One of the strangest anomalies in 2017 belonged to Bob Shoop’s Tennessee defense. His 2nd year with the Vols saw the defense finish 3rd in the FBS in passing (161.7 yards per game) and 125th in rushing (251.3 yards per game). I had to look at it twice and I laughed hysterically both times.
Strangely enough, he had one of the best rushing defenses in the country at Penn State in 2014. Basically, there are no real patterns to how his defenses perform in the seven years he’s been a defensive coordinator.

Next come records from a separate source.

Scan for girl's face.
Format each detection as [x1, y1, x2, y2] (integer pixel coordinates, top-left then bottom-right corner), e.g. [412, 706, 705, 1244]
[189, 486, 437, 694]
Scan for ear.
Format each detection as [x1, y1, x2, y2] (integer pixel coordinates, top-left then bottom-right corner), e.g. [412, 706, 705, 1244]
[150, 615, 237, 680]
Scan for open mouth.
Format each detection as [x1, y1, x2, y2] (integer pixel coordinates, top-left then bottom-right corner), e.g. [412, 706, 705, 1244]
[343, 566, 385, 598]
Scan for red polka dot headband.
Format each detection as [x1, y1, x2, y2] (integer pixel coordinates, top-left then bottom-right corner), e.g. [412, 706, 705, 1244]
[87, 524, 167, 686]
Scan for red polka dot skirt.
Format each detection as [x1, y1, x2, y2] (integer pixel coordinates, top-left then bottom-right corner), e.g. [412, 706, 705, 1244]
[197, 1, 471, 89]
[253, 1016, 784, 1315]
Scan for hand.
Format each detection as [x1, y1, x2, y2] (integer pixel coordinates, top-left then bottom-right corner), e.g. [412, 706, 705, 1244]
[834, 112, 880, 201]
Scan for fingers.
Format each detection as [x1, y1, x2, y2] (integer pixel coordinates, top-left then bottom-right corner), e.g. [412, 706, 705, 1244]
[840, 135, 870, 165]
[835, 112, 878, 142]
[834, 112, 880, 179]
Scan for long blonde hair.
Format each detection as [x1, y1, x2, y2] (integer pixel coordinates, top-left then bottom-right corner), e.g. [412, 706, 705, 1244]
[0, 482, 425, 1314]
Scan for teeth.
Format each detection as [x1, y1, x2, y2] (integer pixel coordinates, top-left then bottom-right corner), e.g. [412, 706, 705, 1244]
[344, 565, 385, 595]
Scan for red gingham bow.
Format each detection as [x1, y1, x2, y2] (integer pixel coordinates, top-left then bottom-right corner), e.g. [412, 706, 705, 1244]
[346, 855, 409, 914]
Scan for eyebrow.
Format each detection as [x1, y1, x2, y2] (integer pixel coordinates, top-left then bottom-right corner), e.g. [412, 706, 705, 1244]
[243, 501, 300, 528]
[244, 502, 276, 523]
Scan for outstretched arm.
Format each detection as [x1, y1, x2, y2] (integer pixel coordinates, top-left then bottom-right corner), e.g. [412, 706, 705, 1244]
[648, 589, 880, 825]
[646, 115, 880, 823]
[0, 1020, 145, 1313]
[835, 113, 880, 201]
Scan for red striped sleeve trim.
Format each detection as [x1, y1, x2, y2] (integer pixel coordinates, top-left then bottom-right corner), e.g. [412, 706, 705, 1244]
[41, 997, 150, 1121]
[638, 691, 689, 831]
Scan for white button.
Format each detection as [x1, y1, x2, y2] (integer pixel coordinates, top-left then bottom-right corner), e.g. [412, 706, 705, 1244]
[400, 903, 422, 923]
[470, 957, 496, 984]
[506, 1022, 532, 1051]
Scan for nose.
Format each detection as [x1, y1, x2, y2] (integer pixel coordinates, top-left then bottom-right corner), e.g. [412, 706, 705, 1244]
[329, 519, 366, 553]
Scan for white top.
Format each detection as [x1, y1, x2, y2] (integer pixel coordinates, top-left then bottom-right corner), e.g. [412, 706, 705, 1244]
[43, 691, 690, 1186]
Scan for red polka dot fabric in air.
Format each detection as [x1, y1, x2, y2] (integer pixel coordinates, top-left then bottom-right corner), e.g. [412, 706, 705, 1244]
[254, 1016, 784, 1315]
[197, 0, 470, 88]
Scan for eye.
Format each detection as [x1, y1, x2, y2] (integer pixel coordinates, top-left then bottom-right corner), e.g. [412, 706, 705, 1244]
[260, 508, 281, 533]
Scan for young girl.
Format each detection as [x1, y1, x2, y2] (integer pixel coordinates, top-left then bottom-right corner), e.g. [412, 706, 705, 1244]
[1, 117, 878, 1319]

Still, Moorhead was smart to acquire Shoop after the Volunteer staff was overhauled even though the two never overlapped under Franklin. There’s a familiarity with a certain program philosophy and both have done well under it.
Shoop defenses have averaged 353.8 yards and 23.3 points per game and with MSU playmakers like Jeffery Simmons and Leo Lewis in the front seven alone, there is much with which to work.
Don’t expect the same type of defense the Bulldogs’ deployed in 2017 under former DC Todd Grantham. As we previously discussed, that was a high risk/high reward, blitz-heavy defense. Shoop will be more measure and by extension, maybe not quite as effective.
Don’t expect the falloff, here, to be anywhere but statistical.
Darrell Dickey (Texas A&M-Offense)
Leave it to Jimbo Fisher to find a 93-year-old assistant coach to run his first offense at Texas A&M.
It’s probably just as well. Fisher’s so ensconced in that side of the ball, he’d probably make David Crosby his OC if it meant he could be involved with game day play calling.
In actuality, new A&M offensive coordinator Darrell Dickey oversaw a Memphis squad in 2017 that finished 4th in the FBS in total offense, averaging 532 yards per game and 2nd in scoring offense with 45.5 points per game. Some would say that it was Mike Norvell’s offense, but Dickey was retained by Norvell after serving in the same capacity with now-Virginia Tech head coach Justin Fuente.
Most likely, Fisher appreciates the camaraderie in having an OC who was once a head coach. During Dickey’s tenure at North Texas, the Mean Green won four straight conference titles. While his offenses didn’t necessarily light up scoreboards, they did enough to win and given Fisher’s tendency towards autocratic offensive coaching, it shouldn’t matter much in relation to Dickey’s ability to do his job.
He did it very well the last several years in Memphis and with quarterback Kellen Mond being named the starter along with the return of Trayveon Williams at running back, there should be enough with which to work.
The 2017 A&M offense in Kevin Sumlin’s last season wasn’t bad, but it, obviously wasn’t enough, finishing 56th in total offense (406.8 yards per game) and 34th in scoring offense (32.7 points per game).
The transition from any staff to Fisher’s is daunting for a program and one should expect some growing pains in their first year in College Station. Going out on a limb, but I expect to see slight regression for this squad.
Mike Elko (Texas A&M-Defense)
After having Charles Kelly as his defensive coordinator for the last four seasons, it’s nice to see Fisher go after an up-and-coming assistant in the FBS.
Mike Elko’s Notre Dame defense wasn’t necessarily the best in the country last season, but it was an improvement from the year before. His three defenses at Wake Forest improved with each season, as well.
One can assume that as Fisher continues to bring in four and five-star talent to College Station, Elko will have much to work with over the next few years.
While John Chavis’ final defense was not one his best, allowing 408.6 yards per and 30.7, Elko still has four of A&M’s top tacklers from last year in linebackers Tyrel Dodson and Otaro Alaka, defensive back Derrick Tucker and defensive end Landis Durham with which to work and that should be enough to see little regression.
While the A&M struggle, expect the numbers on the defensive side of the ball to improve, solely based on the personnel retention.